Ao contrário dos combustíveis fósseis, o etanol hidratado apresentou queda média nacional de 0,66% na primeira semana de março. As maiores reduções ocorreram nas regiões Sul (-2,68%) e Sudeste (-2,46%), enquanto o Centro-Oeste (-0,30%) e o Nordeste (-0,27%) também registraram retrações mais moderadas. A única exceção foi a região Norte, que apresentou aumento de 2,41% no etanol comum e 0,43% no etanol aditivado.

A análise regional mostra comportamentos distintos entre os combustíveis e as regiões brasileiras:

  • Nordeste: maiores altas do diesel no país
  • Centro-Oeste: maior aumento da gasolina comum
  • Sul e Sudeste: maiores reduções no etanol
  • Norte: única região com aumento no etanol

Segundo o Diretor do IBPT Carlos Alberto Pinto Neto, os efeitos do aumento dos combustíveis tendem a se espalhar por toda a economia. “O diesel é o combustível que mais subiu nos primeiros dias de março, seguido da gasolina.
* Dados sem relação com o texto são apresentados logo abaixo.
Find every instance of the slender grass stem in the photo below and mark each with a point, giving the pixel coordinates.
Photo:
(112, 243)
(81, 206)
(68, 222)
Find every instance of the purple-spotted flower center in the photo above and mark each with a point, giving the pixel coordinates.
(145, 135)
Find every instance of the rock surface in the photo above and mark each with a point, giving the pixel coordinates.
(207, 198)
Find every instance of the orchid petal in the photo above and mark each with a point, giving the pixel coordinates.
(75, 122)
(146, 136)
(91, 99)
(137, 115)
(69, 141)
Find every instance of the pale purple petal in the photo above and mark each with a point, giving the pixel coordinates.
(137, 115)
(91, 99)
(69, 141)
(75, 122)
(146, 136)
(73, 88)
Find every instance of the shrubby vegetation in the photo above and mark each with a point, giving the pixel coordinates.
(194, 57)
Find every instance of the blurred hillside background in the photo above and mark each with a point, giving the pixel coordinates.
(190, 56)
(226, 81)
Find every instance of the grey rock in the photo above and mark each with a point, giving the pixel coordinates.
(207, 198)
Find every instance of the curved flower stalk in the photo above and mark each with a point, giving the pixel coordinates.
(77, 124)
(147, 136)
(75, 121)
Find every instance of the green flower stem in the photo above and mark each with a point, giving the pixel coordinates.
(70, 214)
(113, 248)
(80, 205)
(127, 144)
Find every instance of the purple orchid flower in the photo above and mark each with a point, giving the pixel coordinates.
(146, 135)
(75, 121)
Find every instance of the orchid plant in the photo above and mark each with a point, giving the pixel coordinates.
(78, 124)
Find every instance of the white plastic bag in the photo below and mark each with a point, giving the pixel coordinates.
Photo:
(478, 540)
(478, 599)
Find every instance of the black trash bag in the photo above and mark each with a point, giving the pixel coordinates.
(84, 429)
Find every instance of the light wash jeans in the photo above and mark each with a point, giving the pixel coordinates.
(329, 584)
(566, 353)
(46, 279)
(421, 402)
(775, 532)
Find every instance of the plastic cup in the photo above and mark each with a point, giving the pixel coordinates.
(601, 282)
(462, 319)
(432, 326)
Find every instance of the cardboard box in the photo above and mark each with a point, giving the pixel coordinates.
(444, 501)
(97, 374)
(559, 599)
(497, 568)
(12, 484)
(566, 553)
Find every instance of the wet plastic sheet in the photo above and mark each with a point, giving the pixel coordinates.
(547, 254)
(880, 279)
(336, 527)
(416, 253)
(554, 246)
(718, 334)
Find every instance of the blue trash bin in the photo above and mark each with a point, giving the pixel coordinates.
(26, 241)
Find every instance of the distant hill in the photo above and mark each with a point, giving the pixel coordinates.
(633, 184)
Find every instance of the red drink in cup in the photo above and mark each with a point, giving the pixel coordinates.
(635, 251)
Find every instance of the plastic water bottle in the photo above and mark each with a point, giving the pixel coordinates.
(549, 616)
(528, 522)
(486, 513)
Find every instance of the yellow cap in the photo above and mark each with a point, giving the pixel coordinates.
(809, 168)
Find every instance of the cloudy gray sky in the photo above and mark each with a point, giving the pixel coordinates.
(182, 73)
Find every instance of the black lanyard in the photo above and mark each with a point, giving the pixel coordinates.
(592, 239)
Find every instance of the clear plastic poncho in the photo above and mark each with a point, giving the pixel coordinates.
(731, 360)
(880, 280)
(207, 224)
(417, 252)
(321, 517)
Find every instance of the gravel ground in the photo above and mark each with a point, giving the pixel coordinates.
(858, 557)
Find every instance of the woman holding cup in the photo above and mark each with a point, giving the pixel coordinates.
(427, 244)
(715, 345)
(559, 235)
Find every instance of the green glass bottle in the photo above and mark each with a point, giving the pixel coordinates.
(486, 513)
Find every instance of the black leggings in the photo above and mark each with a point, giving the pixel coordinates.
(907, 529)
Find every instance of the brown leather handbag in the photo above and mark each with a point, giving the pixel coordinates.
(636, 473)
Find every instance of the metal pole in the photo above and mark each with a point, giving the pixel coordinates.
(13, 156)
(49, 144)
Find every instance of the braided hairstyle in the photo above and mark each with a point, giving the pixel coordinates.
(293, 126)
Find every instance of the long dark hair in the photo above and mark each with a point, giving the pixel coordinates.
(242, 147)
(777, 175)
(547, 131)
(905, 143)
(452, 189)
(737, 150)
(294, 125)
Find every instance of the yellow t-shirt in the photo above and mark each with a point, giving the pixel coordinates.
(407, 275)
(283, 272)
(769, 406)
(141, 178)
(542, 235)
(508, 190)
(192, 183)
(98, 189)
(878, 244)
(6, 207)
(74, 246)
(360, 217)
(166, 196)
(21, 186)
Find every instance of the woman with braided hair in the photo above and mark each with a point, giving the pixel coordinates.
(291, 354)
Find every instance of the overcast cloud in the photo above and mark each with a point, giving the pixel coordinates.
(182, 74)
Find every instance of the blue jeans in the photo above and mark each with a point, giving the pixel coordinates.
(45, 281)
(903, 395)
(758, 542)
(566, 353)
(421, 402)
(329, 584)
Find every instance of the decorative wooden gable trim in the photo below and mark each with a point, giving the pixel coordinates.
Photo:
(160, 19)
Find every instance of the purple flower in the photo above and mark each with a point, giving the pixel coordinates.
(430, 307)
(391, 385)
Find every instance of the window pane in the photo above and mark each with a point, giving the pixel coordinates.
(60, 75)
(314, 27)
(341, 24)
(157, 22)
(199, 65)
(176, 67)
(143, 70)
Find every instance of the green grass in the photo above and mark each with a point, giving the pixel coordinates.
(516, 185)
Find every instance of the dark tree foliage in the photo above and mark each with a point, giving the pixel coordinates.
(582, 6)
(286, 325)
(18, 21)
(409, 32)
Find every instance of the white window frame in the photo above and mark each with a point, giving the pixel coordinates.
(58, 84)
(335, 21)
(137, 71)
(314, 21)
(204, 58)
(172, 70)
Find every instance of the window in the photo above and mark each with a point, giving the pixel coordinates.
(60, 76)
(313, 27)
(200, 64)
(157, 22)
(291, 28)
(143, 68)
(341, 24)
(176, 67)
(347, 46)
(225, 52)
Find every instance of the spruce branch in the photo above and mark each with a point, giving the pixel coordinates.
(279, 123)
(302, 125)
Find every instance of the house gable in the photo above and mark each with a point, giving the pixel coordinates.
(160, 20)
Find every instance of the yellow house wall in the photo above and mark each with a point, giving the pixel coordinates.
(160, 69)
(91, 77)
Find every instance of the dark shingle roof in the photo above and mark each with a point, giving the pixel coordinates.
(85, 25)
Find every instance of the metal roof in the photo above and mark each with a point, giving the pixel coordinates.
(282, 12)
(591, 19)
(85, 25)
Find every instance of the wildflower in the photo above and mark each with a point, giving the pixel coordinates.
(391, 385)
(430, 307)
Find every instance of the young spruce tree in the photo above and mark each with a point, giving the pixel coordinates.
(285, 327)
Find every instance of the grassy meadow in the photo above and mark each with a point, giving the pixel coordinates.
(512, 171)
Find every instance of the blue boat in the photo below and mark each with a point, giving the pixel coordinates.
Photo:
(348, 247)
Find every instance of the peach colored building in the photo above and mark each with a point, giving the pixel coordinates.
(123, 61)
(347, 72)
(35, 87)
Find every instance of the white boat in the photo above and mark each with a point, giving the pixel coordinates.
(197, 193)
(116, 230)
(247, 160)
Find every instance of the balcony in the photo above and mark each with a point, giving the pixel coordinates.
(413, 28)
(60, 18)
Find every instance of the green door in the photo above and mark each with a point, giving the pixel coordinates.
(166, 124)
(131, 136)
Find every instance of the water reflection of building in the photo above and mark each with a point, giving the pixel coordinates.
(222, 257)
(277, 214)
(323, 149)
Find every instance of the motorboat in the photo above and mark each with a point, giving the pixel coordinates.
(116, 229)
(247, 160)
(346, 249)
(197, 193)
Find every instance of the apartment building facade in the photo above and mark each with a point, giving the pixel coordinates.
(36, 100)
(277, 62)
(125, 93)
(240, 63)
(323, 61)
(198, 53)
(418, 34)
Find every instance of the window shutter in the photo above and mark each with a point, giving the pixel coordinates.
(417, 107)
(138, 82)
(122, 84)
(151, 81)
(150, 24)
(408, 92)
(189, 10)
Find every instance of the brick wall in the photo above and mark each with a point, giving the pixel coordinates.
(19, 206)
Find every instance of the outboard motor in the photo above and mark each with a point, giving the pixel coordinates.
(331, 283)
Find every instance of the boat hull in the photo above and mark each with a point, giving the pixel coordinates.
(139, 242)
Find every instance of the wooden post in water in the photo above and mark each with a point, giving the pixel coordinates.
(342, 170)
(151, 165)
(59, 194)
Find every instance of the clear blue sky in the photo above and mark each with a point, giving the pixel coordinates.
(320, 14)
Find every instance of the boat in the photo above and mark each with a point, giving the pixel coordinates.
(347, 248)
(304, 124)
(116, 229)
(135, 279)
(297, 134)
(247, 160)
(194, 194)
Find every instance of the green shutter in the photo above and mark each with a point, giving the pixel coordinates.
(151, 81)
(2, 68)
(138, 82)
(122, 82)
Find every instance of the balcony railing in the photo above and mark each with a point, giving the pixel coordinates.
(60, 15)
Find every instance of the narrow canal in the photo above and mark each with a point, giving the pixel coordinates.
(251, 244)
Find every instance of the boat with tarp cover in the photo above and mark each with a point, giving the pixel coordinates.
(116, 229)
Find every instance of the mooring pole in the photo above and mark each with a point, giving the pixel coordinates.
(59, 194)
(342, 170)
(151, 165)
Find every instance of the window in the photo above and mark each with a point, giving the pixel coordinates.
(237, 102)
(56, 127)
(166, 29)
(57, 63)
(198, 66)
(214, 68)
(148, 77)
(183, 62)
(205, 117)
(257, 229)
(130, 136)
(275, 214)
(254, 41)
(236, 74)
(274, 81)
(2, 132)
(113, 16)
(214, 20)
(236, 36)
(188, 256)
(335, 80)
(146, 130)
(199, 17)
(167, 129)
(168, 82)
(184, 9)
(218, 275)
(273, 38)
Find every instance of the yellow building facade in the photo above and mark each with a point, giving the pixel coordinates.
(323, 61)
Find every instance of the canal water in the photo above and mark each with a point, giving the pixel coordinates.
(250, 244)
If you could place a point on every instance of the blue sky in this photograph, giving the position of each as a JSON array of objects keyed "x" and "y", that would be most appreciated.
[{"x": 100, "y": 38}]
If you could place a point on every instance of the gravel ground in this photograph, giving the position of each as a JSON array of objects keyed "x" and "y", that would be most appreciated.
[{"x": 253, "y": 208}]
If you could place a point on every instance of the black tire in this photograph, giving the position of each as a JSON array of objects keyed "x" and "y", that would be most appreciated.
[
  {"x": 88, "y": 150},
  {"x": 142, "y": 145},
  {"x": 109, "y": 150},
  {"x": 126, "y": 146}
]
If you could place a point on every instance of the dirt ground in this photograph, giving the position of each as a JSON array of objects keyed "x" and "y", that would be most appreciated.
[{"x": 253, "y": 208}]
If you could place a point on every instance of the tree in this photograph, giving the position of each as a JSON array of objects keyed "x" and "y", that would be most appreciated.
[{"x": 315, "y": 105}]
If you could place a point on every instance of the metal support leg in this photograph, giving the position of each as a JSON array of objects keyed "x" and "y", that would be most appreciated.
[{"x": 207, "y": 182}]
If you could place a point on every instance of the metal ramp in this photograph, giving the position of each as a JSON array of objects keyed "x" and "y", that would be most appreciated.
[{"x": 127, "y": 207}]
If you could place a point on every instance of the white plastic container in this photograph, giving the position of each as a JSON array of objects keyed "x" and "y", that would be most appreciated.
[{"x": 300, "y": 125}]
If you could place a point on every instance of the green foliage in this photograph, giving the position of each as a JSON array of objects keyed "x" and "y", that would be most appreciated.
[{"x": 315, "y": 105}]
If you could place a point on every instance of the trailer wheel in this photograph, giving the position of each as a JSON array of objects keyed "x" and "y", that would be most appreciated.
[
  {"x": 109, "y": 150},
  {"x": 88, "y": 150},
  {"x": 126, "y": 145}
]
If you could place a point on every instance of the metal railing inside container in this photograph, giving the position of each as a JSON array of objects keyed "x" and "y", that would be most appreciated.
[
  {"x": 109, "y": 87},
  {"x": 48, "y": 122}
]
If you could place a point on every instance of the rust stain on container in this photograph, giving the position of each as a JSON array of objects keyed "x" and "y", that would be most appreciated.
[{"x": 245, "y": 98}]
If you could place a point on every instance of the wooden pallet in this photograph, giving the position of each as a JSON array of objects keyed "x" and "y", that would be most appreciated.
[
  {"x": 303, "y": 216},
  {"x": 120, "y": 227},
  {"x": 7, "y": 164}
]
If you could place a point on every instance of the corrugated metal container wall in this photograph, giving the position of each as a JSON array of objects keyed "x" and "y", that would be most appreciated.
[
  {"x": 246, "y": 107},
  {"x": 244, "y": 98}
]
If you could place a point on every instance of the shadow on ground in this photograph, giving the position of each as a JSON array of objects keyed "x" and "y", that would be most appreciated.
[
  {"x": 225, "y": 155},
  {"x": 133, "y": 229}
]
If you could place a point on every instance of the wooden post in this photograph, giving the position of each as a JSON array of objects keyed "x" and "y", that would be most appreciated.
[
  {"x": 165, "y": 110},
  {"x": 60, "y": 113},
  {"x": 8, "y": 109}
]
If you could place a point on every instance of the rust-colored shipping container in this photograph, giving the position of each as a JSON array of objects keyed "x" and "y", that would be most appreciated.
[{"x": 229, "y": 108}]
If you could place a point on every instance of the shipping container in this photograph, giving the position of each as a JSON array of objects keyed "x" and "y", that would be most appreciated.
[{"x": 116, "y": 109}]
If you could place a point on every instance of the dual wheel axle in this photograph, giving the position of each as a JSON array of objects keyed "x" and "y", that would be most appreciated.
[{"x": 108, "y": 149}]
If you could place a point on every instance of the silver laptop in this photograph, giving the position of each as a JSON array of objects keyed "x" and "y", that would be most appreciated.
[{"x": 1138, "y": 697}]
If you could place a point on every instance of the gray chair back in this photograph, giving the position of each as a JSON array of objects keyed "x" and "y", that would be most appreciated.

Como são os mais consumidos, o reflexo na cadeia é automático, com pressão sobre os custos do transporte e, consequentemente, sobre os produtos que dependem da logística rodoviária.”

O levantamento faz parte de um monitoramento semanal do mercado de combustíveis realizado pelo IBPT, com o objetivo de acompanhar a evolução dos preços nas distribuidoras e ampliar a transparência sobre a formação de preços no setor. A análise é baseada em dados reais de mercado, provenientes de 93 mil notas fiscais eletrônicas de comercialização de combustíveis em todo o território nacional, permitindo identificar tendências de preços e diferenças regionais no abastecimento.